Just think, in a year and a half you’ll be watching Affleck Batman. But wishing for Lego Batman.
Was I the only one waiting for them to drop the torch on the ground and watch the flame grow into a giant batsymbol in the stands?
I predict Leno's last Tonight Show will be a lot like the end of The Dark Knight Rises. He's been delivering bombs for the last 22 years.
If Robin was as excited for agility training as he is for a new Vampire Diaries, maybe he wouldn’t have died in a hail of tommy gun bullets.
When life knocks you down, just remember: your opponent has essential tendons in their ankles and you have spikes on your gauntlets.
The next person that tells me to “find my bliss” is getting a fistful of bliss right in the kneecap.
There are two types of underwear in the world. Those with batsymbols on them and those not in my drawer.
Wow, Broncos. I haven't seen anything this humiliating since Robin... Yes, that's the end of the sentence.
Peyton will shred Seattle’s secondary if they let him sit in the pocket -- Got that from an illegal bookie right before I choked him out.
We lost a great talent today. Philip Seymour Hoffman, you will always be my fantasy casting choice for the Penguin. Rest in Peace.
My Super Bowl predictor: Kick a mugger in the face. If his jaw breaks, Seahawks win. If his eye socket fractures, Broncos take it. Science.
Jesse Eisenberg is Lex Luthor. I guess you don’t kill 500 million Metropolis citizens without making a few Kryptonian enemies.
Sometimes I watch that Ben Affleck Daredevil movie before going out on patrols. Then let the rage do the rest.

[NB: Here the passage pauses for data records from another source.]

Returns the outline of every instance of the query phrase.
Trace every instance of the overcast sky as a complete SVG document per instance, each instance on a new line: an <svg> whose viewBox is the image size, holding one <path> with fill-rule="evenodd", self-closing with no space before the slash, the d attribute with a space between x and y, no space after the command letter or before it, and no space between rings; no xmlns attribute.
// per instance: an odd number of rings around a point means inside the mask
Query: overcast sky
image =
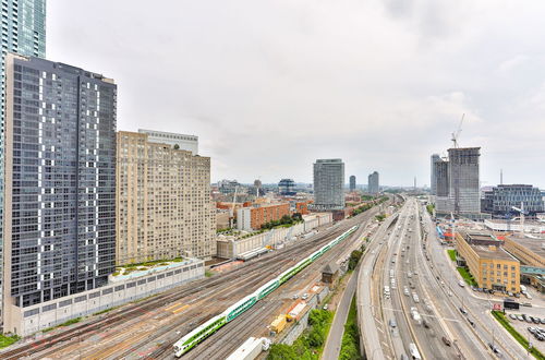
<svg viewBox="0 0 545 360"><path fill-rule="evenodd" d="M47 58L118 84L118 130L195 134L213 180L429 184L462 113L483 185L545 188L545 1L49 0Z"/></svg>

It’s not speeding if it’s on rooftops.
Those are titanium-toed, double-cleated, tactical sidekick boots Robin. THEY DON'T COME IN A "CHUKKA."
Attention. Moving forward, the word “awesome” will be replaced by the word “Batman.” Carry on.
Hey Bieber, my fists wanted me to tell you you’re welcome to drunk drag race in Gotham anytime, buddy!
My legs are trapped in a solid ice cube. But more painful is how long it took Victor to come up with “It’s snow ice to finally freeze you.”
Whoever said “it’s what’s on the inside that counts” was probably Superman. Because his costume is retarded.
We all have an inner batsignal that calls us to greatness. Or in my case, the ACTUAL batsignal.
I also have a dream. Unfortunately it’s a recurring nightmare where my parents are gunned down in a dirty alley. I like MLK’s better.
I’m torn. While Bieber would literally be the lamest villain of all time, kicking him in the face would be so much fun.
Dear members of the Academy. A vote for an actor other than Christian Bale, is a vote for broken knees. Look, I don’t make the rules.
Gravity gets my vote for Best Picture. I’ll honor any film that sends the worst Batman drifting off into space. Spoiler.
We’ll have to make them large orders...to avoid suspicion. uncrate.com/stuff/dark-mot…
How to be Batman. 1. Start working out. 2. Reach your physical peak. 3. Realize you still suck. 4. Give up.
The best lie detector is a zip line, concrete, and urine-soaked pants. Or you could just use a polygraph machine like a sucker.
Joker says I never smile. Truth is, I smile a lot. But when I do all the witnesses are unconscious and suffering multiple fractures.
It’s a good fight when you can’t tell whose blood is on your armor. Yours or theirs.
The polar vortex situation is almost enough to make my arctic batsuit not look stupid. Almost.
Call me nostalgic, but a polar vortex just isn’t a polar vortex without ice skating penguins firing surface-to-air missiles at you.
Joker just blew up City Hall. And as I ran towards the blaze, all I could think was “Ben Affleck is playing Batman.”